Tulusnya Hati Orang Kecil

Oleh Helfizon Assyafei
Lelaki sederhana separo baya itu penjual tapai dan pepaya. Dengan motor butut dan keranjang dibelakangnya ia parkir dan berdiri menjaga dagangannya sejak pagi hingga siang hari di pinggir jalan tak jauh dari lingkungan tempat saya tinggal. Kalau panas terik ia numpang berteduh di kedai yang tak tak jauh dari tempat motor jualan diparkirkannya. Sesekali saya singgah dan ngobrol. Baru tahu juga ia tinggal di Rumbai dan jualan di Panam. “Kok jauh sekali? Kenapa nggak di Rumbai saja jualannya,” ujar saya suatu kali. “Di sini pula rezeki saya agak lancar bang,” ujarnya.
Benar juga. Dulu kalau saya beli pepayanya jam 11 masih ada.

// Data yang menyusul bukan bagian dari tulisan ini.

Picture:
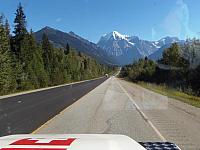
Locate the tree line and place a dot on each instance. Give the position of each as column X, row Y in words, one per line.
column 178, row 68
column 25, row 64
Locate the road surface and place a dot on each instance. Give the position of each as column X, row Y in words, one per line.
column 25, row 113
column 121, row 107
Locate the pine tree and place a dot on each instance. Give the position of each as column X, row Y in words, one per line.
column 67, row 49
column 6, row 78
column 20, row 30
column 47, row 55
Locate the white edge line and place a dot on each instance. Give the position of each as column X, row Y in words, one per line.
column 43, row 89
column 60, row 113
column 143, row 115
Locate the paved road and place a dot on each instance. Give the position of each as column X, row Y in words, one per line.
column 120, row 107
column 25, row 113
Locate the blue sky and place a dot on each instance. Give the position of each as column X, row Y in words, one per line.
column 148, row 19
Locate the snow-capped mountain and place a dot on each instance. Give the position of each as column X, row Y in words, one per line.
column 126, row 48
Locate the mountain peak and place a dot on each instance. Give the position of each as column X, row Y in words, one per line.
column 114, row 35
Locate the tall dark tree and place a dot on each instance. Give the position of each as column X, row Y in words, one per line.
column 67, row 49
column 47, row 55
column 19, row 30
column 7, row 83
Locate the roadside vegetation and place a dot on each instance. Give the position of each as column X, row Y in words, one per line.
column 176, row 74
column 26, row 65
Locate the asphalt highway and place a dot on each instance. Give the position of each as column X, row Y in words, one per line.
column 25, row 113
column 120, row 107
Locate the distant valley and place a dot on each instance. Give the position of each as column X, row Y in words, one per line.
column 112, row 48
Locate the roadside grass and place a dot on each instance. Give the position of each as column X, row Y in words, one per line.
column 172, row 93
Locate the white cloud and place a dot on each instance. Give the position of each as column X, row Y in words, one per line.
column 176, row 23
column 58, row 19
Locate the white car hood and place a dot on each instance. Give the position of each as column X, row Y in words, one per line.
column 69, row 142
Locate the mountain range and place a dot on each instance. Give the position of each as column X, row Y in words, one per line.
column 112, row 48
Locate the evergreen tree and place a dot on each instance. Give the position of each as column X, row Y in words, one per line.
column 6, row 79
column 47, row 55
column 67, row 49
column 20, row 30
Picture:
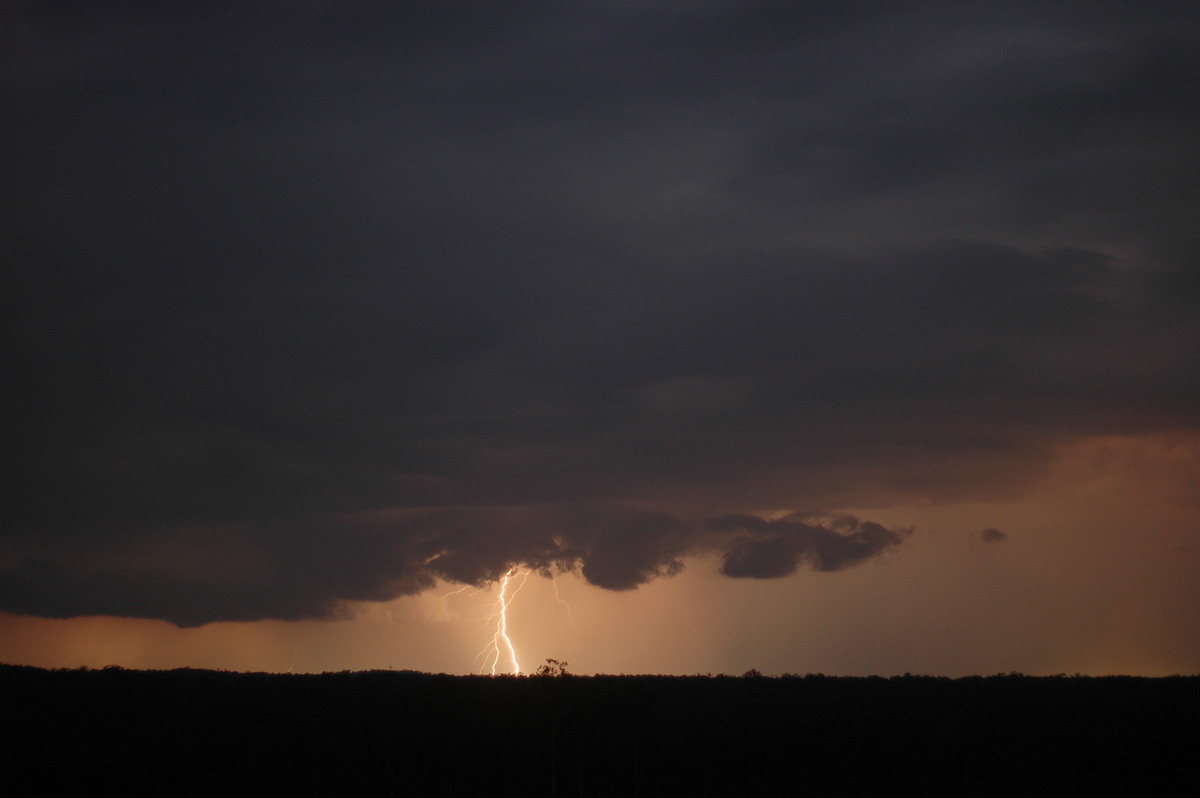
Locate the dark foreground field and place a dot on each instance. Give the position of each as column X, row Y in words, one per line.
column 396, row 733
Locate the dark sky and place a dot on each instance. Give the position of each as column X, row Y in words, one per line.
column 311, row 303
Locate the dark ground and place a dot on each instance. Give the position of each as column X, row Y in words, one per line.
column 402, row 733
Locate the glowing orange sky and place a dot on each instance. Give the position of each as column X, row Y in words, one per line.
column 1097, row 575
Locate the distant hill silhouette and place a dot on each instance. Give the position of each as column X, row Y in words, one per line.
column 190, row 732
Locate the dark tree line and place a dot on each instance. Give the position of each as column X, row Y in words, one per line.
column 403, row 733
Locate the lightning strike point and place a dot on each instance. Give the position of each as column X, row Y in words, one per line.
column 501, row 640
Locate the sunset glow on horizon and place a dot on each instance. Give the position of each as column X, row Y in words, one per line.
column 647, row 337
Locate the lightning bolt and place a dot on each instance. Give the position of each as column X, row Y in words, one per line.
column 501, row 640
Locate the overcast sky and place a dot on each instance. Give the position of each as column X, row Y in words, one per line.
column 772, row 313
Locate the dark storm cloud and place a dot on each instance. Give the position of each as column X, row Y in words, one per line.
column 267, row 264
column 772, row 549
column 311, row 567
column 993, row 535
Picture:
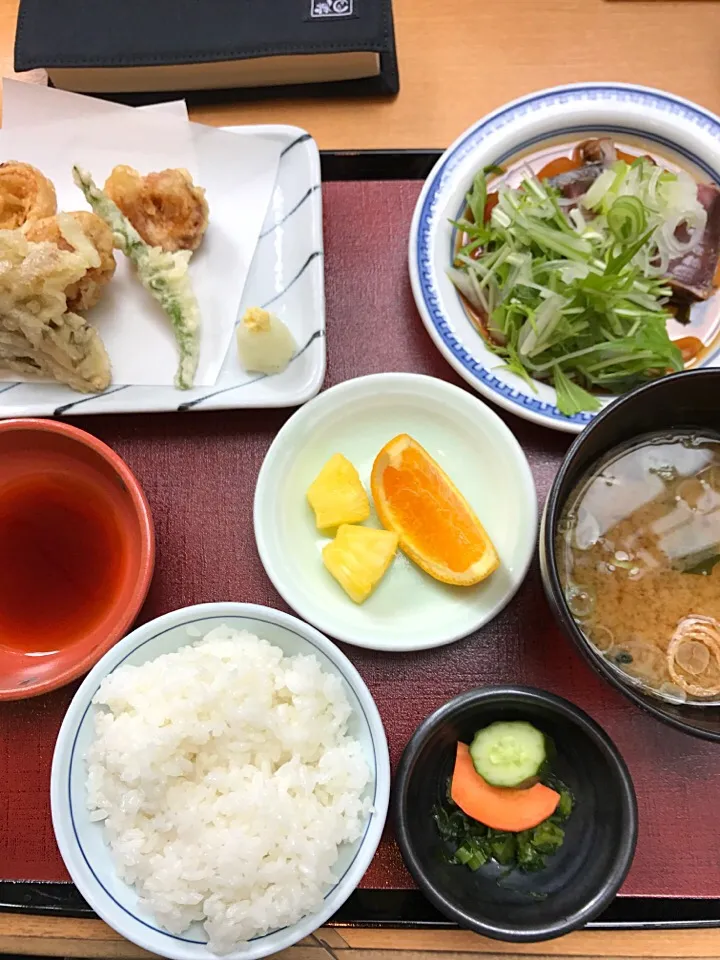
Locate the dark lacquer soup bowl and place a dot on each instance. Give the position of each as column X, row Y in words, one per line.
column 682, row 403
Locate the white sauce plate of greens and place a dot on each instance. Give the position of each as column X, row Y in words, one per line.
column 583, row 300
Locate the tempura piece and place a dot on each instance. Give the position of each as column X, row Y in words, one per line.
column 163, row 274
column 86, row 292
column 166, row 208
column 265, row 345
column 25, row 194
column 38, row 336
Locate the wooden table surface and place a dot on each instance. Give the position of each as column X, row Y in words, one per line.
column 462, row 58
column 458, row 60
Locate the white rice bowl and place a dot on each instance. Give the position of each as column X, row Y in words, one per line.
column 221, row 788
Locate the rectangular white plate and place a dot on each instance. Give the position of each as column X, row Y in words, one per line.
column 286, row 276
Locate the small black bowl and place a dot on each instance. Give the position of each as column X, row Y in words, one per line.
column 684, row 400
column 580, row 880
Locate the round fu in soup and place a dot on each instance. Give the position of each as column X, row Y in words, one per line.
column 638, row 553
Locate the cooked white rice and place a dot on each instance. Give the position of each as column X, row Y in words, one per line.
column 226, row 781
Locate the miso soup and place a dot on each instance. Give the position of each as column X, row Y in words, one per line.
column 638, row 551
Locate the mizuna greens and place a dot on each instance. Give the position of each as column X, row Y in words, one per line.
column 574, row 291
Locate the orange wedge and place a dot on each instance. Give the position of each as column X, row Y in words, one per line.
column 436, row 526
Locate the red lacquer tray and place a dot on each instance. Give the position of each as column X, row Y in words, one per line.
column 198, row 471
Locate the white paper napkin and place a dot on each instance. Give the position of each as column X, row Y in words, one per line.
column 52, row 130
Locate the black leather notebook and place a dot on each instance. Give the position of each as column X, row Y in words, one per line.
column 129, row 47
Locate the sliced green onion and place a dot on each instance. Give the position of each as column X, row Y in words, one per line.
column 627, row 219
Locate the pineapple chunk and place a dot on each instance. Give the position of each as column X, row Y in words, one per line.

Sekarang dibawah jam 11 sudah ludes alias laku keras. Tinggal lagi tapai yang dibungkus-bungkusnya dengan plastik yang dijual dengan harga Rp5.000/bungkus. Buah yang dijualnya tidak semua dari dari kebunnya. Ia beli dari kebun orang lain lalu dijual lagi. Per kg nya tergolong murah ia jual sekitar Rp3 ribu hingga Rp4.000. Jadi dengan uang Rp7 ribu saja saya bisa dapat papaya yang besar dan manis.
Menjelang siang dagangannya sering ramai pembeli. Namun begitu azan Zuhur berkumandang ia tutup lapak. Dan bergegas ke masjid terdekat. Sesekali kami bertegur sapa saat berjumpa di masjid di lingkungan kami. Pernah ngobrol lama saat kami sama-sama terkurung hujan setelah sholat Zuhur. Dari situ saya tahu anaknya yang paling besar sudah tamat sekolah dan bekerja di Batam. Adiknya masih sekolah di SMA. Awalnya ia hanya mengambil upah penjaga kebun orang.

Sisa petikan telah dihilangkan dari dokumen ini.